The Cinnamon desktop environment is incredibly popular for good reason: it offers a clean, fast, and well configured desktop experience that help users to get stuff done, not get in their way.
But that doesn’t mean that it can’t be made a little sweeter with a few nifty extras.
And that’s where Cinnamon desktop applets come in. Like GNOME extensions, Cinnamon applets allow you to add extra functionality to your desktop quickly. Applets are super easy to add, remove, and install using the ‘Applets’ tool Linux Mint comes with.
A ton of really useful applets are available out-of-the-box, including a ‘expose’ trigger, accessibility menu, inhibit tool, on-screen keyboard button, and more.
A ton of third-party applets can be installed from the Cinnamon Spices website. Just click the ‘download’ tab in the Applets dialog to see, sort, and search through them.
In this post I showcase my favourite Cinnamon applets, all available from the Cinnamon Spices website. A varied mix, my picks improve on the default Cinnamon desktop experience offered in Linux Mint.
The Cinnamon desktop’s default app menu is pretty decent, but there are alternatives. Cinnamenu is one of the most popular app menu applets for Cinnamon because it’s incredibly customisable.

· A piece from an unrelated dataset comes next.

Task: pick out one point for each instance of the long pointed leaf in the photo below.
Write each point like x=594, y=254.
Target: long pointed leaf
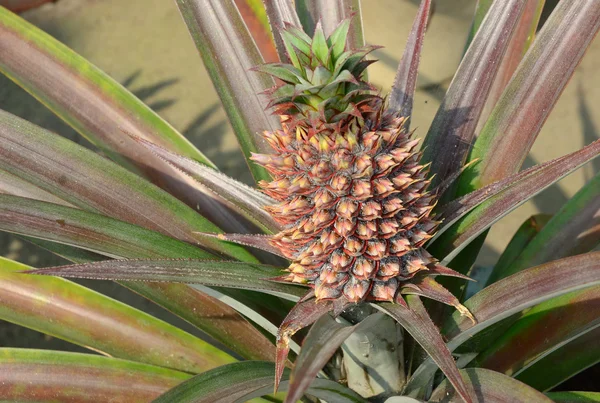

Naturally it lets you browse through app categories and search for installed apps by name. To help you find what you want faster it includes fuzzy searching (meaning you can make typos and it’ll try and guess what you mean).
You can also search for and ope folders, access system settings, session settings, and more. It has a built-in calculator, and even options to search the web, wikipedia, and emoji, the latter copying the clicked emoji to the clipboard for easy pasting elsewhere.

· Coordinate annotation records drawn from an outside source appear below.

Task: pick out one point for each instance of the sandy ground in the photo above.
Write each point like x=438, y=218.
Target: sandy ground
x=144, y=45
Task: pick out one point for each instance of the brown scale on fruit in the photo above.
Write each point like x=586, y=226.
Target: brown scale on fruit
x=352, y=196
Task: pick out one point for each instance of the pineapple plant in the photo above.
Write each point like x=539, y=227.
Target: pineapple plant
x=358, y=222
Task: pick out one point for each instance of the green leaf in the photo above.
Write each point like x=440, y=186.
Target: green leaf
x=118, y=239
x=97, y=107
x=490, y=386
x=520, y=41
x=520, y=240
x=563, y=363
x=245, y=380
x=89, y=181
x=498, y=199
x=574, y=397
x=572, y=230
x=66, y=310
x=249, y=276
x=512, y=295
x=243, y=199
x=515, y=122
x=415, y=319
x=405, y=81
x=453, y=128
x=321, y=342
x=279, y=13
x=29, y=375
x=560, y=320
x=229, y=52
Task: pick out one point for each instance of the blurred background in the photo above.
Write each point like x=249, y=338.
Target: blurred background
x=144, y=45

Customisation options include a fully-resizeable menu, options to view apps in a list or grid layout, where to show session and favourites apps and files (yes, files), and how big icons in the menu are.

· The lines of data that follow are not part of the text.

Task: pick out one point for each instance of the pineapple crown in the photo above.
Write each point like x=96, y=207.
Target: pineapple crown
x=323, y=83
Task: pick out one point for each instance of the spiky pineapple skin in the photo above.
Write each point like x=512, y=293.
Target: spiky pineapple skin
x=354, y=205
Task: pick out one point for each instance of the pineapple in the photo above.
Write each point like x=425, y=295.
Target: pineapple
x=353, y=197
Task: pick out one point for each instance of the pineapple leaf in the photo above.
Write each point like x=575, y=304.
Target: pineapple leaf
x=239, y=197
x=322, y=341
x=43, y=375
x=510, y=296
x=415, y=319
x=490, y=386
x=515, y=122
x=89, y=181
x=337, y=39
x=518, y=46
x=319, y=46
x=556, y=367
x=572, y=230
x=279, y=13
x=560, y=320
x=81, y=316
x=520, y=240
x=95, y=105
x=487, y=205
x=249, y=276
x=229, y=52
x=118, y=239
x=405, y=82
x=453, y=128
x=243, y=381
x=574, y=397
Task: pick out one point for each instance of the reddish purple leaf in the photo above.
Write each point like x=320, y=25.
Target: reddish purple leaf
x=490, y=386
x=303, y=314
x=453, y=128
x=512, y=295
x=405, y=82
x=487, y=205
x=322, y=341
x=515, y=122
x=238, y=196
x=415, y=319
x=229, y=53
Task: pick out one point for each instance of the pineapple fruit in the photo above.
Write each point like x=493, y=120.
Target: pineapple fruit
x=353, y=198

In short, Cinnamenu is a must-have applet for customisers and system tinkerers.
No matter which desktop environment I use I inevitably end up adding some sort of weather monitoring/forecast app or utility to it.
Cinnamon, like GNOME Shell, isn’t short of metrological candidates. For me the simply named ‘Weather‘ is by far the best. It can display the current local weather conditions and temperature in the panel. When clicked it shows greater detail, including humidity and wind speed, as well as a brief forecast.
It’s also got a bunch of settings, lets you add multiple locations, pick from a number of different service providers, and a whole lot more. Weather is the go-to weather applet for Linux Mint and one of the best Linux weather apps period.
When you want to record a quick screencast or take a snap of your desktop to share, try the ‘ScreenShot+Record Desktop’ applet.
This is billed as a comprehensive screenshot and screen casting applet for Cinnamon and, based on appearances, it is exactly that.
Like other fully-fledged screenshot tools this applet is able to snap either full screen, app window, custom area or Cinnamon UI elements using its own, built-in screenshot/recording tool or using an alternative one installed on your system, e.g., GNOME Screenshot, Shutter, etc.
There’s an optional timer with on-screen display, configurable capture settings, and the option to automatically upload images to Imgur, a popular image hosting service.
If you’re a big RSS feed reader then you probably use a dedicated desktop app or web service. But if you only tend to check on a handful of sites you may find the News Feed Reader applet a decent alternative.
It lets you:
- Monitor RSS and Atom news feeds
- Displays multiple, collapsable feeds
- Can show read items on per-feed basis
- Configure update interval
- Enable new item notifications
If you need a site to get started with you can add our RSS feed address: omgubuntu.co.uk/feed!
To move Cinnamon applets you first need to right-click on the bottom panel and select the Panel edit mode. When this is active you can then click and drag on an applet to reposition. Just remember to turn off Panel edit mode when you’re done, as lots of people forget to!